Something poked Owen in the stomach but he ignored the sharp jutting rock because at the same moment he brushed something that wasn't cold, hard and wet. It was a hand. He reached for it again and this time managed to grab it. ‘That's it, I've got you,’ he said, feeling Ianto wrap around it in a death grip.
Owen crawled a little further in, getting his other hand up to where Ianto's shoulder was wedged in, feeling around it to see if he couldn't get it free. Ianto had been right in that there was no room at all between him and the gap. It couldn't have been more than six or seven inches.
‘Need you to let go of my hand,’ Owen finally said, having assessed the situation as best he could without being able to do much more than feel his way around. ‘Try and relax everything,’ he added. ‘I'm going to try and move your arm to free your shoulder but I'm going to have to bend it in a direction it won't want to go.’
‘Please just do it,’ Ianto replied, but tensing as he said it, which was the opposite of what Owen wanted him to do. ‘Relax,’ he repeated. ‘Try and picture something else. Something nice and soothing. Slow, deep breaths.’ To his credit, Ianto did manage to slow down his breathing, but it was taking time and Owen could feel his jeans becoming soaked as more water poured down into the rock, heading down the natural slant, trying to get past them. The trickling sound was becoming more persistent. He couldn't wait any longer, grabbing Ianto's upper arm and twisting it back which made him cry out in pain. Owen waited for the sickening crack of a bone breaking, or the popping of a dislocated shoulder, but he didn't hear either.
‘Try to move sideways a bit,’ Owen said, feeling the way the rock opened up just a little more to Ianto's right. There was a shuffling sound of boots and then an inch of movement. ‘That's it. Little bit more to the right.’
With a bit of effort, he could hear Ianto wriggling free, panting from the effort, but moving was better than nothing. Owen shuffled back a bit, making sure he didn't become wedges himself. Going backward was a lot harder than going forwards, but he used his hands to push himself back through the gap he'd come in through, making sure that Ianto was following the same path. Owen's feet kicked out into air and he knew that he was at the opening, sliding ungracefully out and reaching it to pull Ianto by the shoulders until he too was free. The collapse onto the muddy ground, puffing from the effort.
‘Thank you,’ Ianto said as Owen double checked his arm for any injury and then, out of an abundance of caution, put it in a sling anyway, fishing the medical kit from his saturated backpack.

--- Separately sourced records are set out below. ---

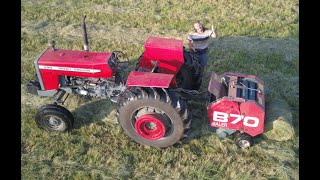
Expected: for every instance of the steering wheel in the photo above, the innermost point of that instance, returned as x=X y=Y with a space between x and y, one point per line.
x=122 y=59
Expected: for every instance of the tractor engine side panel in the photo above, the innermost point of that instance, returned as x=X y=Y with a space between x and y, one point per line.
x=53 y=64
x=168 y=53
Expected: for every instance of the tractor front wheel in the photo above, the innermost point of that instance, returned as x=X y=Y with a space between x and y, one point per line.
x=53 y=117
x=153 y=117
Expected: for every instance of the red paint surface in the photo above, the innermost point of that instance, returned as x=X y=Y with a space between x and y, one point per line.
x=148 y=79
x=72 y=59
x=168 y=52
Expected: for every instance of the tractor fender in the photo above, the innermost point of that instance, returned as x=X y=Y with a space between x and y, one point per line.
x=149 y=79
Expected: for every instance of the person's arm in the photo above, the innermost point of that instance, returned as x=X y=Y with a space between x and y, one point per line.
x=189 y=42
x=213 y=33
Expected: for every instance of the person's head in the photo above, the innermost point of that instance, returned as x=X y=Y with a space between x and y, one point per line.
x=198 y=27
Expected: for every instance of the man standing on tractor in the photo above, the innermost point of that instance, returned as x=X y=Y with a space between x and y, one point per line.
x=198 y=41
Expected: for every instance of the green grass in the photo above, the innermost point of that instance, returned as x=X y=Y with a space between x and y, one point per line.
x=255 y=37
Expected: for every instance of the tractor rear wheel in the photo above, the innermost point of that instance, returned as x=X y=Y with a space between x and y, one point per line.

‘Where's the alien orb?’ Owen asked, remembering why they were here.
‘Ianto patted himself down with his free arm. ‘It must have slipped out of my jacket pocket.’ He cast a look over his shoulder at the craggy stone. ‘I'm not going back in there to get it. I don't care what Jack says.’
‘Wasn't going to ask you,’ Owen replied, putting a reassuring hand on his shoulder. ‘If Jack wants it he can shove that big fat ego of his in there and stay there.’ That earned him a brief, half-hearted chuckle. ‘Let's just go home. Tell Jack we didn't find anything.’
‘First kebab van we see is my treat,’ Ianto told him.
Owen tossed his soaking jacket over his shoulder, helping Ianto to his feet. ‘Too bloody right it is.’